Malum taktiklerle, iç işbirlikçilerin ihanetleri ile, komplolarla, asıl amaç hasıl olduktan sonra, toplumları emperyalizmin girdabına sokmak 19. Yüzyıl ile birlikte konuşulur olmuştu.
Emperyalizm yani bizim lisanımızdaki karşılığı yayılımcılık veya yayılmacılığının arkasında, böl parçala yönet olarakta bilinen acımasız aşağılık kurallar silsilesi, onun kalleş pusuları için kazılmış mevzileri görürsünüz.
Ülkemizde 60’lı yıllarda Planlı kalkınma adı verilen, mali disiplinler içeren siyasi ekonomik politikalar uygulanıyordu.
12 Eylül darbesinin besleyicisi 24 Ocak kararları ve devamında gelen kuşatmalarla planlı ekonomiden vazgeçildi.
Sonrasında plan ile pilav arasındaki fark da ortadan kaldırdılar.
Zaman içerisinde plan program taktik falan yok, bam bam bam misalinde olduğu gibi, bize plan değil, pilav lazımdır sözü parlatıldı, bu sözün eteklerine sarılmak marifet sayıldı.
,,,,,,,,,,,,,,,,,,,,,,,,,,,,,
Condoleezza Rice Büyük Ortadoğu Projesi ile Fas’tan Çin sınırına kadar 22 ülkenin siyasi ve ekonomik coğrafyasının değiştirilmesinin amaçlandığını açıklamıştı.
Sonrasında da anladık ki,
Orta Doğunun şekillendirilmesi adı altında yapılan çalışmaların esas amacı,
İsrail’in varlığını ve güvenliğini, petrol sevkiyatının aksamamasını, ABD karşıtlarının ortadan kaldırılmasını ve ABD nüfuzunun bölgede yaygınlaşmasını sağlama almakmış.
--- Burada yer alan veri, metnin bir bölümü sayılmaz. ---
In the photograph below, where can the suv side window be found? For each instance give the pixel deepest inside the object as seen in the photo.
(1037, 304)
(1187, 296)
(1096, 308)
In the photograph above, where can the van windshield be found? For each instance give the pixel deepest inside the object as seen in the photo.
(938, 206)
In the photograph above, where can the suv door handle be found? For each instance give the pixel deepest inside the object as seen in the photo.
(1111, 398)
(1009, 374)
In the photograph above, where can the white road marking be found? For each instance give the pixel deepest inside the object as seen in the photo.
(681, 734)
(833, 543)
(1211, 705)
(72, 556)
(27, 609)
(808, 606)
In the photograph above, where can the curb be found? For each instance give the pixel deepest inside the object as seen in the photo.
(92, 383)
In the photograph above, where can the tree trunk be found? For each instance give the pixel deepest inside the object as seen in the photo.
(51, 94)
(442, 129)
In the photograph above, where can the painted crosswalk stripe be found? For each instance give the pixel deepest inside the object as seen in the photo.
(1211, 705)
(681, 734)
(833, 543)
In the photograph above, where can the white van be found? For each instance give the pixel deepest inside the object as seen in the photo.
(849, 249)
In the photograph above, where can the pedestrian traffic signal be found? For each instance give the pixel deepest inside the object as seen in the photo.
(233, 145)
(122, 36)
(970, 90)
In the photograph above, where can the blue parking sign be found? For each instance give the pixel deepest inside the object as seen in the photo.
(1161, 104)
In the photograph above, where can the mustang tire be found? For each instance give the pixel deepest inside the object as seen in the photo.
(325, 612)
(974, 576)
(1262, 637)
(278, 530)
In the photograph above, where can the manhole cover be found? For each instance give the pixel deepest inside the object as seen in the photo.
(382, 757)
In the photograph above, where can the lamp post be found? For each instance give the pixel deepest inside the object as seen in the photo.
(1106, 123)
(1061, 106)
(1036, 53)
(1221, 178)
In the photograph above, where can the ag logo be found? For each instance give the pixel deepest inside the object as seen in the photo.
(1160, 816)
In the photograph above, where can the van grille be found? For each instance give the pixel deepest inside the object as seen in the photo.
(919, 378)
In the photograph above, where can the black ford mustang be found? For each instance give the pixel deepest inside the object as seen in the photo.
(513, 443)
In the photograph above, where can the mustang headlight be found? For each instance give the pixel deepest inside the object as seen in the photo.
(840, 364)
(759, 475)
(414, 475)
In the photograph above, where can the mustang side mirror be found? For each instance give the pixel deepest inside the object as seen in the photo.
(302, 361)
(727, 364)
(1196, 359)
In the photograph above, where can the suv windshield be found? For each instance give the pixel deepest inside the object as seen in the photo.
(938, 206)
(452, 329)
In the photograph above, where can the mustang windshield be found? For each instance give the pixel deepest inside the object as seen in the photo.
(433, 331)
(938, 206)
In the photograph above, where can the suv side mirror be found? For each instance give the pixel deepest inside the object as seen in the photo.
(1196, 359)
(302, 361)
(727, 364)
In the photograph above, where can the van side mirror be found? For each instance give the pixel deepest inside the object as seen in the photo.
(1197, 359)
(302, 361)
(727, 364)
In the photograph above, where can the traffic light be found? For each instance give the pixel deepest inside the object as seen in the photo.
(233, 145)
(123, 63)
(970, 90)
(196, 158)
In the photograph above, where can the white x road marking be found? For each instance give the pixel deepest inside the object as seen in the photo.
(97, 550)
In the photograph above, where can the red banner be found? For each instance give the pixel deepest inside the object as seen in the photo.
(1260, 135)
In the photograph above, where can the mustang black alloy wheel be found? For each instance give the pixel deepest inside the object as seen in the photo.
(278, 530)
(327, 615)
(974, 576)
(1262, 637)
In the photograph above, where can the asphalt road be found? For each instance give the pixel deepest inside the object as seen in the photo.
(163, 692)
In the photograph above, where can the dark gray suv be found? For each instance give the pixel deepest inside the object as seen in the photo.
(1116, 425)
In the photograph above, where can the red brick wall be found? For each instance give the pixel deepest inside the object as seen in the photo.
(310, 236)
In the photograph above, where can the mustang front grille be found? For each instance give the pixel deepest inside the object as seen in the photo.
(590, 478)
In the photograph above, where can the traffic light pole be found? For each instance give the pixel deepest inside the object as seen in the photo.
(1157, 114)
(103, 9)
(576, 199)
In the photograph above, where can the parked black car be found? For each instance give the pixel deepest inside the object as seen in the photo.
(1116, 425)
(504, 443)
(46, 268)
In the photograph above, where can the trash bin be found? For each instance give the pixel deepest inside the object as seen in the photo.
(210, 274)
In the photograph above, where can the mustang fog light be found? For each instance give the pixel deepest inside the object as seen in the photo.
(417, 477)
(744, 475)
Adına Arap Baharı denilen rüzgâr da estirilmeye başlayınca.
Tunus’tan başlayıp tüm Kuzey Afrika ülkeleri üzerinden geçirilip Mısır’a hatta Bahreyn’e kadar etkisini gösteren fırtınadan, hangi ülke yararlandı, kim zarar gördü biliyoruz ama,
Rüzgârın Suriye üzerine geldiğinde, bize ne kadar kalıcı toz bulutu savuracağını bilenler zaten biliyormuş da bilmeyenler ise hala bilmemekte direniyor!
Birlik ve beraberliğe öyle veya böyle çelme takmayı planlayan küresel emperyalist güçler, havadan sudan sebeplerle
Ülkelerin yönetimlerine, ekonomilerine, iç işlerine kadar tüm katmanlarına müdahale edebiliyorlar.
...........................
Şimdilerde tekere çomak sokma, bölme, işleyişi bozma, heveslilerine en küçük birimlerde, mesela Belediye Meclislerinde bile rastlayabiliyorsunuz.
Nedir bunun sebebi diye merak ettiğinizde, ahalinin cevabı çok net oluyor.
Sen simit tezgahını bile beş dakikalığına teslim etmeyi kırk defa düşünürken, birileri partinin defterini teslim ederse........
Ne olacağını zannnediyordun.
............................
60 lı yıllar.
İsmet İnönü’nün Başbakanlık dönemleri.
İstanbul üniversitesinin önemli hocalarından birinin oda kapısı çalınır. Hocanın, hemşerisi oldukları bilinen Sakaryalı üç beş üniversite öğrencisi, hocaya utana sıkıla bir problemlerinin olduğunu söylerler.
Öğrenciler, hocam biliyorsunuz bu sene bizim son senemiz mezun oluyoruz diyerek dertlerini anlatırlar. İstekleri öyle büyük bir şey değildir fakat kendisinin ve üniversite yönetiminin çözebileceği bir şey de değildir.
Hoca, çocuklar konuyu anladım, gelecek hafta Ankara’ya gideceğim, Başbakanlığa gidip sizin adınıza Paşa ile görüşeceğim der.
Hoca, Başbakan İsmet İnönü tarafından iyi tanınmaktadır, mesleğindeki başarılarından dolayı takdir edilmektedir.
Hâl hatır faslından sonra, Paşa, hocam nedir sebebi ziyaretiniz diye sorar.
Hoca;
Karşısındaki kişinin Savaş meydanlarında yetmiş iki milletten insanı bir arada tutarak özgürlük ve bağımsızlık için yedi düvele meydanları dar eden,
Cumhuriyeti kuranlardan, ülkenin İkinci Cumhurbaşkanının olduğunu bir an unutup, kuracağı bir cümle ile yaşamının en büyük dersini alacağını hesap edememiş olmalı ki,
Paşam bizim Sakaryalı son sınıf öğrencilerimiz… diyerek sözlerine yeni başlamışken
Başbakan İsmet Paşa’nın gök gürültüsü gibi patlayan sesiyle irkilir.
Neee... Hoca hocaaa bu ülkede bizim olmayan öğrencilerde mi var, çık dışarııı.
.......................
Aslında antiemperyalist mücadelede, ülkemizin çok fazla bir şeye ihtiyacı yoktur.
102 yıl öncesine dönüp, Cumhuriyet’in kuruluş ilkelerine sarılmak yeter de artar bile.